I think system seller is term that needs to be thrown in the bushes. What does it even entail there is no criteria to establish what is or isn't a system seller. Plus the games seen as OMG system seller like Mario 64 and Halo were on consoles that got crushed by systems that supposedly had no system sellers.
Ps4 sales will be up although I don't think by much. Hear lots of talk about Watchdogs and wanting to get a Ps4 to play it. Plus there is MLB that came out. I think 3:1 is a pretty safe bet.
The term System Seller is fine I think the issue is how randomly its applied and defined. Clearly you buy a console to play games, clearly any moderately successful title is to an extent a system seller the question is what factor did it play and at what point does a title become a
notable System Seller (which is what I think most people are using the term for)?
The issue (or some of 'em) is that a lot of people use the term in a very all encompassing way which ignores the many permutations possible - at its simplest it seems to me people use the term thinking the title will ensure success, will sell lots, etc.

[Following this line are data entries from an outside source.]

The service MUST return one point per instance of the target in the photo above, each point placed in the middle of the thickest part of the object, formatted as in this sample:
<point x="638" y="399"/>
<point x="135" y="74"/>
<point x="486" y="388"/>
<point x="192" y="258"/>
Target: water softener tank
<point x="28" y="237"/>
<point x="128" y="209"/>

Yet as you note Halo and Halo 2 were arguably very notable system sellers for Xbox, yet on their own they couldn't deliver anything like the sales PS2 saw vs Xbox. Wii Sports clearly helped Wii a lot but really I'd say it was the Wii Mote and the experience that sold the Wii big time, Wii Sports was just the most associated title and was packed in a lot. Then there are system sellers that are also multi-platform, essentially helping multiple systems.
Myself I think the big mistake is a lot of people talk about system sellers as the key to success, and exclusives as the key to success. I think the evidence from PS2 generation onwards is that this isn't the case. They help, and can at least help a system get to a respectable level of sales, but I don't think any system seller made PS2 what it was or Wii, it was the timing, the composite whole of the offering and the market perception of those devices. I think we're seeing the same thing right now this gen in terms of how the consoles are performing respective to their library size and supposed "big sellers". Market perception of which console to go with and which is "best" is clearly outweighing individual games and I don't see that changing.
Anyway what was my point? I think basically system seller is okay as a term and valid when thinking about contributing factors for a console but often miss-understood and miss-applied as a term making it nebulous and of lowered worth in many discussion (which is I guess your point to an extent).